Ahmed Zaid Zuhair, a father of 10 children in Saudi Arabia and Yemen, had been held at Guantanamo Bay since 2002 without charges and decided to join a mass hunger strike in protest. The US military was determined not to let him succeed.

Since then, according to court documents, guards have struggled with him repeatedly, at least once using pepper spray, shackles and brute force to drag him to a restraint chair for his twice-daily dose of a liquid nutrition mix force-fed through his nose.

The documents, filed in federal court in Washington, are a rare look at the military tactics used on hunger strikers, which have sparked international condemnation but remained hidden from view, with officials refusing to even confirm the identity of the men taking part in the protest.

Zuhair's attorney, Yale Law School lecturer Ramzi Kassem, says the tactics described in the documents amount to "cruel, inhuman and degrading treatment." The military says the only reason it uses such tactics is that Zuhair is violent and dangerous.

"ISN 669 has a very long history of disciplinary violations and noncompliant, resistant and combative behavior," according to Army Col. Bruce Vargo, commander of Guantanamo Bay's guards.

Zuhair's protest is the remnant of a mass hunger strike at Guantanamo Bay that began in the summer of 2005, with prisoners celebrating the 10 Irish Republican Army and Irish National Liberation Army militants who starved themselves to death in Britain's Maze prison in 1981 while demanding political-prisoner status.

At its peak, there were 131 prisoners refusing meals at the US Navy base in Cuba. The US began force-feeding prisoners, but some were regurgitating the liquid-nutrient mix. In January 2006, commanders adopted a practice borrowed from American civilian prisons of strapping detainees into a special restraint chair for the feedings, and the number of strikers quickly dropped off.

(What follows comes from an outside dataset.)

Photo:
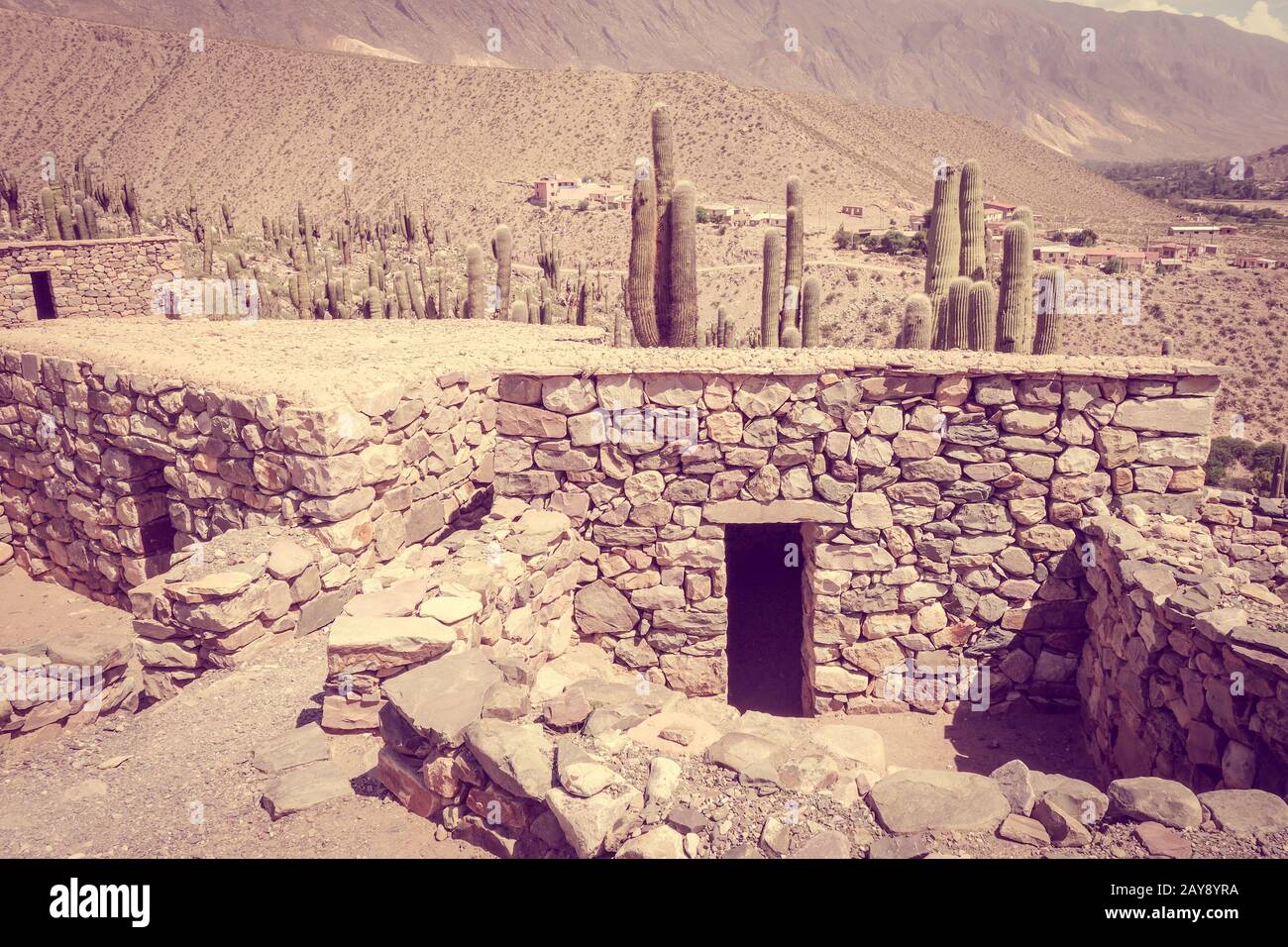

Eventually there were just two: Zuhair, 43, and another Saudi, Abdul Rahman Shalabi. The number has since fluctuated and 12 were participating on Friday.

A number of prisoners have alleged brutal treatment during the hunger strike, and lawyers and human rights groups have accused guards of using unnecessary force. Kassem and other attorneys say their clients have mostly complied with the force-feeding, and that the US has used rough treatment in an effort to break the strike.

Physicians for Human Rights, the World Medical Association and the United Nations, among others, have condemned the use of restraint chairs and other tactics as a violation of US law and basic human rights principles.

The US military has denied any abuse, though it has offered few if any details about what happens between guards and prisoners behind the coiled-razor wire.

Navy Cmdr. Pauline Storum, a spokeswoman for the detention center, said Friday the military was required "under federal law and Department of Defense policy, to preserve the health and well-being of all detainees under our control."

"When a detainee refuses to comply with guard instructions to leave his cell in order to receive necessary medical care, we will use the minimum force necessary ... in order to preserve life," including by tube feeding, she said.

And while the US considers the detainees "enemy combatants" for whom the Geneva Conventions do not apply, it maintains it treats them in a humane manner that in some ways exceeds international standards.